Adv Hardeep Singh Anand, Managing Partner, JNA Law throws light about the Copyright (Amendment) Act, 2012.
The bill is silent on its periodicity – is it retrospective or prospective. What happens to current exploitation of past works?
Though the amendments do not expressly state whether they are retrospective or prospective, the wordings of proposed Section 19 sub section (9) and (10) which both start with — “No assignment of copyright in any work ——–”, would imply that the said proposed amendment seeks to cover any assignment of works, whether already assigned or to be assigned in the failure. So in my view, the royalties arising out of current exploitation of past works (after coming into force of the amendments) would have to be shared equally with the authors of the works.
There is little clarity on moral rights of performers. Are they entitled to a royalty share from the authors and composers pie?
Moral right is not a commercial right. It is a right to (i) be identified as and claim credit as the author; (ii) seek restraint orders to prevent the distortion and/or mutilation of his work by an author, and (iii) claim damages for any mutilation/distortion which is prejudicial to the authors honour or reputation. So a performer is not entitled to a royalty based on the proposed “Moral right” for “performers”.
Having said that, the performer shall be entitled to a share in the royalties raising in the course of “communicating to the public” of a sound or a visual recording of the performance – [proposed Section 38A (a)(iii)], and also for ‘broadcasting the performance to the public’ – [Section 38A (b)]. The proviso to proposed Section 38A (2) also clarifies that a performer shall be entitled to royalties in case the performance is for commercial use.
Furthermore, proposed Section 39A, makes Sections 18 and 19 amongst others, also applicable to performers, and since proposed Sections 18 and 19 are the Sections where under authors shall claim equal share in the royalties, performers would also be entitled to an equal share. So effectively (i) sound re-cording copyright owner, (ii) music composer, (iii) the lyricist and (iv) the performer will share all royalties equally.
What happens to the Bombay and Delhi High Court judgments in the light of the Copyright Bill being passed. Does it mean the bill overrules the judgments?

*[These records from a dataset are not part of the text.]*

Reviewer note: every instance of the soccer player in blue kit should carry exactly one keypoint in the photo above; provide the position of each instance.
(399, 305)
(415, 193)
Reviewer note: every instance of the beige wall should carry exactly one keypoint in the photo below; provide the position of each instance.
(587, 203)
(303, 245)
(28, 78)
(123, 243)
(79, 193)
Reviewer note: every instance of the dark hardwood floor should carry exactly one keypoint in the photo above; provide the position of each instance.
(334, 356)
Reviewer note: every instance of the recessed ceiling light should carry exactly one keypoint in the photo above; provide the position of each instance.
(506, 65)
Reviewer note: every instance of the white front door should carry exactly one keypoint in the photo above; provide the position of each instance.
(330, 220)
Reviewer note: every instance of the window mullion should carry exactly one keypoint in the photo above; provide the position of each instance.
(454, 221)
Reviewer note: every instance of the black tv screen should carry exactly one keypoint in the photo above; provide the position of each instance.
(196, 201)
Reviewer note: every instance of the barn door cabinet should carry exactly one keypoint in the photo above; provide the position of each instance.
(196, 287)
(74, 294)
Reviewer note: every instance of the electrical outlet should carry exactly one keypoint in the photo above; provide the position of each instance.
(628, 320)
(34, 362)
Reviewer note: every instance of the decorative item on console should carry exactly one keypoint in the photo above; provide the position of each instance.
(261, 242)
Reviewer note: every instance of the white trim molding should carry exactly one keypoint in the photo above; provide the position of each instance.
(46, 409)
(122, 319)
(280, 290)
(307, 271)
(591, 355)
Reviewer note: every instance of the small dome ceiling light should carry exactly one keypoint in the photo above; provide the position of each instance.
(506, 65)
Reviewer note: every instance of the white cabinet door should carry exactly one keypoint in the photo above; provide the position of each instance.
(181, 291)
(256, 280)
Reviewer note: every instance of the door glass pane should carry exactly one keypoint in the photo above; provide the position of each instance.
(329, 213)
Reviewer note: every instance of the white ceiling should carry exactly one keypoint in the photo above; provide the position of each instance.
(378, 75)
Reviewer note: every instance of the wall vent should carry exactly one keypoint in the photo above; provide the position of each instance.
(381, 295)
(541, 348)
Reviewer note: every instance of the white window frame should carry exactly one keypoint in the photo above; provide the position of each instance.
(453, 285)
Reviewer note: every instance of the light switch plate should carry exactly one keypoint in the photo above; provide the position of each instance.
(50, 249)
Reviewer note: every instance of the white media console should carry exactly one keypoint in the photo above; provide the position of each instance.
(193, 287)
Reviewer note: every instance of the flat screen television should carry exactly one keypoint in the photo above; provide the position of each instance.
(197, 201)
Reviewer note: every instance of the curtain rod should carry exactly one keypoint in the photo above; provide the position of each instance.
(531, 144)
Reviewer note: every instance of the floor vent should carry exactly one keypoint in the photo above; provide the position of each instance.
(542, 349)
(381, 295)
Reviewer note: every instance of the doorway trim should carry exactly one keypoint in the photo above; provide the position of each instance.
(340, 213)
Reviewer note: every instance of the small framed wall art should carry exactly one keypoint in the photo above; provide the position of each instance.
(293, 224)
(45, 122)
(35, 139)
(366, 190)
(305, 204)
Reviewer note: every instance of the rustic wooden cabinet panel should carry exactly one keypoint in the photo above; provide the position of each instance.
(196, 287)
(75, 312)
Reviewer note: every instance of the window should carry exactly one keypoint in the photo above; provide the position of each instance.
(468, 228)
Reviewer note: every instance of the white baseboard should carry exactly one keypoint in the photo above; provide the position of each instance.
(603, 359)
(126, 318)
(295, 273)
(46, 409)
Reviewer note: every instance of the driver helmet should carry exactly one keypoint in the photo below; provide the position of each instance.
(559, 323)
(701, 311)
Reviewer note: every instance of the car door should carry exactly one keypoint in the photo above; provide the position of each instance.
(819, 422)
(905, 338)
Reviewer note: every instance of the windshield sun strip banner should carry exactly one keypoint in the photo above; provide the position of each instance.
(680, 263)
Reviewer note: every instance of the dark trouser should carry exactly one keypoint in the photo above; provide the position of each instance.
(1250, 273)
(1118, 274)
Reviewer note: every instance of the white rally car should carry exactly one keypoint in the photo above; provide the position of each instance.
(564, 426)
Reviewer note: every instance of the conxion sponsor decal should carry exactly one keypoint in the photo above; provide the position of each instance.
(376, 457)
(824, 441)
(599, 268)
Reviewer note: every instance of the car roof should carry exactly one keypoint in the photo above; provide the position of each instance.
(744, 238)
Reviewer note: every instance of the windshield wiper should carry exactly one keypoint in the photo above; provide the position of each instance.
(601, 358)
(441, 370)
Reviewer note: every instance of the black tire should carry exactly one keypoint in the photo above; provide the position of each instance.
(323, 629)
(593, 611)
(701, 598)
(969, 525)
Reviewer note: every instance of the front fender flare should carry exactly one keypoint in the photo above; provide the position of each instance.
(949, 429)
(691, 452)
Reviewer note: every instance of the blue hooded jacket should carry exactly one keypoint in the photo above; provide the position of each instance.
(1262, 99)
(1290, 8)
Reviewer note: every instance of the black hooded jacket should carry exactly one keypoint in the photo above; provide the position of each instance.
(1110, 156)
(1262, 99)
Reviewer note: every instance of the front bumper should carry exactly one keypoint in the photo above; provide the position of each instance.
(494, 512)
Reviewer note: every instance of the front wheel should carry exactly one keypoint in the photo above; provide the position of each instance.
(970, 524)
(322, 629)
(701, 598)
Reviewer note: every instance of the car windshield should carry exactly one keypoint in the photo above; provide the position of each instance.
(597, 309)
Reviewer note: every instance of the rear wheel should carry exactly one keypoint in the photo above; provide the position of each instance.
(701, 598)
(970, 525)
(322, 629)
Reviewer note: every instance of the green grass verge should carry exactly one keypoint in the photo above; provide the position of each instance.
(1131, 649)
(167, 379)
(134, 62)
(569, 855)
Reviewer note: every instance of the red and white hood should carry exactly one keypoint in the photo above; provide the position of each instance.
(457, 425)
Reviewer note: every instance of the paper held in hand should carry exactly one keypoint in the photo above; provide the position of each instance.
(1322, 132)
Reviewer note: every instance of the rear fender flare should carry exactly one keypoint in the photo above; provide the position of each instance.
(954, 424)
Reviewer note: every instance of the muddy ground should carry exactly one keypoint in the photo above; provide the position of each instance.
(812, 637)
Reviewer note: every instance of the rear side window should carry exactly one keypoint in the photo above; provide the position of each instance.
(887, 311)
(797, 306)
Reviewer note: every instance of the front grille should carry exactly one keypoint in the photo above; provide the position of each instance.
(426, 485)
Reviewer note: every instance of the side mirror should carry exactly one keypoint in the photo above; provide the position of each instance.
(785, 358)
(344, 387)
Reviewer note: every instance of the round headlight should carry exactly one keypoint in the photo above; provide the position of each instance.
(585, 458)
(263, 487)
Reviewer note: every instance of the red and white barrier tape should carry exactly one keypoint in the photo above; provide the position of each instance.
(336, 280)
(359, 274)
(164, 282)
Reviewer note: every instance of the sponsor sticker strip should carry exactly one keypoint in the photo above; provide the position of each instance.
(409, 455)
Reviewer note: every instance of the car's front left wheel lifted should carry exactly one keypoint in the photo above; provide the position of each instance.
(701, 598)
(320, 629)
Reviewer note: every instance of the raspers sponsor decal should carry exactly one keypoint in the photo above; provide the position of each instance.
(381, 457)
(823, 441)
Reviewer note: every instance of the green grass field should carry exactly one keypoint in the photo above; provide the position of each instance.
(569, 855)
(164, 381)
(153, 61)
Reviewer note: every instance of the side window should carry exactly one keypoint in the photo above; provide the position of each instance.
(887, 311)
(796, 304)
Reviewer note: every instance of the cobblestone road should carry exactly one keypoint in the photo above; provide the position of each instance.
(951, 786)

In my opinion the amendments do not per se overrule the Bombay High Court’s and the 8th May 2012 Delhi High Court’s Division Bench judgment in the matter of IPRS versus Aditya Pandey & others. The Delhi Division Bench judgment is based on the interpretation by the Supreme Court of India of Section 13(4) viz-a-viz Section 14(1)(a)(iii) of the Copyright Act, in the 1977 IPRS versus EIMPA case, which though noted by the Delhi Division Bench as being obiter, yet held as good law for the High Court to follow, as the obiter was reasoned and also the Delhi Division Bench could not find any reason to disagree with the Supreme Court’s reasoning [paras 51 and 52 of the Delhi Division Bench judgment].
Moreover the Delhi Division Bench judgment in paras 37 and 38, while noting that the Copyright Act recognizes the separate existence of three copyrights i.e. sound recording, musical score & lyrics in a sound re-cording, yet concludes that “the sound recording when broadcast to the public is an exercise of the ownership right on its own strength”. In view of this holding by the Delhi Division Bench, I am of the view that the Hon’ble Supreme Court would be required to revisit the 1977 Supreme Court judgment in the IPRS versus EIMPA case, and clarify the scope of Section 13(4), which in my view is the legal crux of this entire issue. The amendments to not amplify or clarify Section 13(4) of the Act, though the proposed amendment to Section 17 whereby a proviso is added, which seeks to clarify that works “made for hire” or “under a contract of service”, will not affect the right of the author in original literary, dramatic, musical and artistic works” i.e. Section 13(1)(a). No reference or clarification regarding Section 13 (4) is made.
This proviso is aimed at covering “First Owner” claim by parties other than “authors”, for authors to be in para materia to receive the proposed benefits under amended Sections 18 and 19 of the Act.